Delen via


Microsoft Association Algorithm Technical Reference

The Microsoft Association Rules algorithm is a straightforward implementation of the well-known Apriori algorithm.

Both the Microsoft Decision Trees algorithm and the Microsoft Association Rules algorithm can be used to analyze associations, but the rules that are found by each algorithm can differ. In a decision trees model, the splits that lead to specific rules are based on information gain, whereas in an association model, rules are based completely on confidence. Therefore, in an association model, a strong rule, or one that has high confidence, might not necessarily be interesting because it does not provide new information.

Implementation of the Microsoft Association Algorithm

The Apriori algorithm does not analyze patterns, but rather generates and then counts candidate itemsets. An item can represent an event, a product, or the value of an attribute, depending on the type of data that is being analyzed.

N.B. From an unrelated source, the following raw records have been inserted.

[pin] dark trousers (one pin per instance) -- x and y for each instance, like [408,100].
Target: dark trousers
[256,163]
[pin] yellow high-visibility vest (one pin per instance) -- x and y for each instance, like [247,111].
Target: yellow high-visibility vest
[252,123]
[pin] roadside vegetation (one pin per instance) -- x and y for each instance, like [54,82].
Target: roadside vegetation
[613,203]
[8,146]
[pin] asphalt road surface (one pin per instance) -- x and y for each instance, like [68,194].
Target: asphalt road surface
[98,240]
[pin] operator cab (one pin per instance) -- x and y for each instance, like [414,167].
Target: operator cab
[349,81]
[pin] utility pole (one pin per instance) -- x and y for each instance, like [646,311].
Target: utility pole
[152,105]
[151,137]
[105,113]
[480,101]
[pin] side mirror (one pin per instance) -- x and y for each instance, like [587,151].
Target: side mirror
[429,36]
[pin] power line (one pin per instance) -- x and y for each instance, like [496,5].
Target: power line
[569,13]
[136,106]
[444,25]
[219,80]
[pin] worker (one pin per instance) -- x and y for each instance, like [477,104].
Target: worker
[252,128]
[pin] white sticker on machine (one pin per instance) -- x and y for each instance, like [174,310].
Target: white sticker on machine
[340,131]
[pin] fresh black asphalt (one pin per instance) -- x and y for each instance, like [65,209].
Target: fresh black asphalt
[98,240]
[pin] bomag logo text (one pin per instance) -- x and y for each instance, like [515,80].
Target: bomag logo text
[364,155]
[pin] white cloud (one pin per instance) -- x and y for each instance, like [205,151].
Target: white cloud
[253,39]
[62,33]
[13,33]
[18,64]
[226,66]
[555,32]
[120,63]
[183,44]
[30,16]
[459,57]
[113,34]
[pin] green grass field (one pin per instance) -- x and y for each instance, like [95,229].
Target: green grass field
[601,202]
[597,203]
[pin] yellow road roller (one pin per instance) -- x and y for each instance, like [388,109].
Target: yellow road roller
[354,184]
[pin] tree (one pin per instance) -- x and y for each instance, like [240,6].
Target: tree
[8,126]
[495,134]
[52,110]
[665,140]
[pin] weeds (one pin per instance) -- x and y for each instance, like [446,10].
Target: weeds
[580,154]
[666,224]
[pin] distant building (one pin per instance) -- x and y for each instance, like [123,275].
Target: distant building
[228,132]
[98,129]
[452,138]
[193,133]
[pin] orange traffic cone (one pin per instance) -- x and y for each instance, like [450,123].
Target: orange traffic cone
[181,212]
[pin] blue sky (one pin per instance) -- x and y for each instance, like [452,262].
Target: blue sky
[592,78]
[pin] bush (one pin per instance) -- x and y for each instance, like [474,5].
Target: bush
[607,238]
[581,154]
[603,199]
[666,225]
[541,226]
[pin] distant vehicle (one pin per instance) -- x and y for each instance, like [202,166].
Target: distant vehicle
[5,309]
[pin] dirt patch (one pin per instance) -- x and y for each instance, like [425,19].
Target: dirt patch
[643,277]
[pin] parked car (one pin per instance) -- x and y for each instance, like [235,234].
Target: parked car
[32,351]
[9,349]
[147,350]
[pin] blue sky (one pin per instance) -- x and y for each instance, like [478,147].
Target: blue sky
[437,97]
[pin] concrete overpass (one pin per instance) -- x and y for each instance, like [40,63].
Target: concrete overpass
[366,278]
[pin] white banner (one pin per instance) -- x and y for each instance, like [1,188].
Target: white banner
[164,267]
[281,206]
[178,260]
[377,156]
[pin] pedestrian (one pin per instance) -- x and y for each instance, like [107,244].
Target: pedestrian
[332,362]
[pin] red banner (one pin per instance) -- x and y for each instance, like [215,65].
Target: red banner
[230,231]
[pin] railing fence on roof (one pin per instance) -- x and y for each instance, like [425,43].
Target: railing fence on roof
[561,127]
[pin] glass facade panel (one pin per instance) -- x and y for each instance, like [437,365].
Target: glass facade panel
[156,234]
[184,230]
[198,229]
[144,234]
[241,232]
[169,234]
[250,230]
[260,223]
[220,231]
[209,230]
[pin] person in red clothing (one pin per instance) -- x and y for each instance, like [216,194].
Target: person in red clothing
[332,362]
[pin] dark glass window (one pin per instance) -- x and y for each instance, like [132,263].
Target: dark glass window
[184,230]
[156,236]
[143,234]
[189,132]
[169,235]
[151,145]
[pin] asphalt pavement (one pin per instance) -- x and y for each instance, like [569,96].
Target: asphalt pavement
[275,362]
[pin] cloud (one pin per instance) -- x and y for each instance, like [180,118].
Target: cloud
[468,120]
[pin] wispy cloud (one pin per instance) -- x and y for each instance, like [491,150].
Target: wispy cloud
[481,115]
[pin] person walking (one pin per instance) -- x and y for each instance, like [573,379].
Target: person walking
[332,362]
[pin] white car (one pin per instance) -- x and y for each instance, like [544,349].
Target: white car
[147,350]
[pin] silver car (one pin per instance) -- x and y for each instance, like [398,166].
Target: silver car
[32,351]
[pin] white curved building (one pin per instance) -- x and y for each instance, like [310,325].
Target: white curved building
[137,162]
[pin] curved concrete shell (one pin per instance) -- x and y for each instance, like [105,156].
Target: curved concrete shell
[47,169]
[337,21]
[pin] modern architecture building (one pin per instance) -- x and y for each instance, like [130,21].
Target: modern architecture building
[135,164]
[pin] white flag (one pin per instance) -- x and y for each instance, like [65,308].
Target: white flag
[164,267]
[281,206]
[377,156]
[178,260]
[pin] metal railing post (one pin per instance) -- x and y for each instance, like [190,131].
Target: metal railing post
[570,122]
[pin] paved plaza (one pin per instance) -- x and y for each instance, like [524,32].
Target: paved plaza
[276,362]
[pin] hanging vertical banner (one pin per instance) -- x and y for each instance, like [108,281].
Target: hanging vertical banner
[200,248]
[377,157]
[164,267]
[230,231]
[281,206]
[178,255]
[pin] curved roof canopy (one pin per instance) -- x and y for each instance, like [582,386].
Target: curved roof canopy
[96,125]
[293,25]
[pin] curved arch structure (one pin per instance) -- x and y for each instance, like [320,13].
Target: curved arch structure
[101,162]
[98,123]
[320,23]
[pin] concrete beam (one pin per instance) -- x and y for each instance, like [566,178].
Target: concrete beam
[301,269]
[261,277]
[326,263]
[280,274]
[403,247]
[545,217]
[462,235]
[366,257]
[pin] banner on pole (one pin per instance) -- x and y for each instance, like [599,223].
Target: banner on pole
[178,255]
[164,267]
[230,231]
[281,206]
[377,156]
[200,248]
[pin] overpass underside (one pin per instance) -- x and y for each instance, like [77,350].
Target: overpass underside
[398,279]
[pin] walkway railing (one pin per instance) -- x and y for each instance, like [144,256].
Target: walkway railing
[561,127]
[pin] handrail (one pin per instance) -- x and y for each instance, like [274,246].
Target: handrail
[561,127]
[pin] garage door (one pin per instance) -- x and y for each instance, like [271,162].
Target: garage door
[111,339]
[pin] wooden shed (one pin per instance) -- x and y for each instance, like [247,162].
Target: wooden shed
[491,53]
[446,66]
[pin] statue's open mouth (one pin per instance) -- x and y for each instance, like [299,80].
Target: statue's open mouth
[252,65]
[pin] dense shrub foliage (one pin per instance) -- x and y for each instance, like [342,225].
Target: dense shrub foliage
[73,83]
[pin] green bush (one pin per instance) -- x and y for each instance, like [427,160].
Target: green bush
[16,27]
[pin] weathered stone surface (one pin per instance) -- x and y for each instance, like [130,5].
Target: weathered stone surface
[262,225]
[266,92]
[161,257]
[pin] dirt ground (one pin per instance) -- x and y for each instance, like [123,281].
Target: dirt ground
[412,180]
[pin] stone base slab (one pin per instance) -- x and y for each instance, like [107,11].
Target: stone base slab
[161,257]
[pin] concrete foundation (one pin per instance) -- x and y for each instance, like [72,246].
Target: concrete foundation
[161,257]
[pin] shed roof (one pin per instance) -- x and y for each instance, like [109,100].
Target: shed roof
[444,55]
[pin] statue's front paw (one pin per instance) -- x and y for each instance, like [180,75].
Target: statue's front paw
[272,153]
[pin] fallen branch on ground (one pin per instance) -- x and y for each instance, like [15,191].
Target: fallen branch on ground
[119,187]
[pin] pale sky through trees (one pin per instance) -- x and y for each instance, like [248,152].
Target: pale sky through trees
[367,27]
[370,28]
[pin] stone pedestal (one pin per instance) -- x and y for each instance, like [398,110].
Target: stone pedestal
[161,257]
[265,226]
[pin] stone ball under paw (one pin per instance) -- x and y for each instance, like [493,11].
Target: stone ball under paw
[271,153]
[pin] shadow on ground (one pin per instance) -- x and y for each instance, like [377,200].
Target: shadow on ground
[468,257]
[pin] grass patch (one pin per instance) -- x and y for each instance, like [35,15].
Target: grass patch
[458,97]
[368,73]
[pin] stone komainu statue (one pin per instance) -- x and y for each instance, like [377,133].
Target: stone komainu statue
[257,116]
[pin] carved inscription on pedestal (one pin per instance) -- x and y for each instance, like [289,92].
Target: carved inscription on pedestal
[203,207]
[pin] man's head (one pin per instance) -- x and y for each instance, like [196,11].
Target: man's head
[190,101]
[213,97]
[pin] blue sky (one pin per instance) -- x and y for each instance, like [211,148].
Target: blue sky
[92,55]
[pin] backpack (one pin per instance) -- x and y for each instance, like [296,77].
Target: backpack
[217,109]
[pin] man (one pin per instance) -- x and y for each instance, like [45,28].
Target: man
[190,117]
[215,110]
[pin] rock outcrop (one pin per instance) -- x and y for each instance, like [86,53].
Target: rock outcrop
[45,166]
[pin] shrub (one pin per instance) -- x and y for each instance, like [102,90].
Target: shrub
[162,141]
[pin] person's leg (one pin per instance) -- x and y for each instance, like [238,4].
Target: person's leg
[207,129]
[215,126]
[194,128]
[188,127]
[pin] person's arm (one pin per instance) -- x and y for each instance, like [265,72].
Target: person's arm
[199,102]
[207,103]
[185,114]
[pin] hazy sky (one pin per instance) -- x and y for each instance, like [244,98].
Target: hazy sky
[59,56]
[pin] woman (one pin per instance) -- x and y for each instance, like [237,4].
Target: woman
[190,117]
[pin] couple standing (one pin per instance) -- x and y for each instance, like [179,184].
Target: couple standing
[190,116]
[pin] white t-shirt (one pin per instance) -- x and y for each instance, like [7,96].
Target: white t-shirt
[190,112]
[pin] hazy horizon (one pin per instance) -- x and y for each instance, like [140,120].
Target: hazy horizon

In the most common type of association model Boolean variables, representing a Yes/No or Missing/Existing value, are assigned to each attribute, such as a product or event name. A market basket analysis is an example of an association rules model that uses Boolean variables to represent the presence or absence of particular products in a customer's shopping basket.

For each itemset, the algorithm then creates scores that represent support and confidence. These scores can be used to rank and derive interesting rules from the itemsets.

Association models can also be created for numerical attributes. If the attributes are continuous, the numbers can be discretized, or grouped in buckets. The discretized values can then be handled either as Booleans or as attribute-value pairs.

Support, Probability, and Importance

Support, which issometimes referred to as frequency, means the number of cases that contain the targeted item or combination of items. Only items that have at least the specified amount of support can be included in the model.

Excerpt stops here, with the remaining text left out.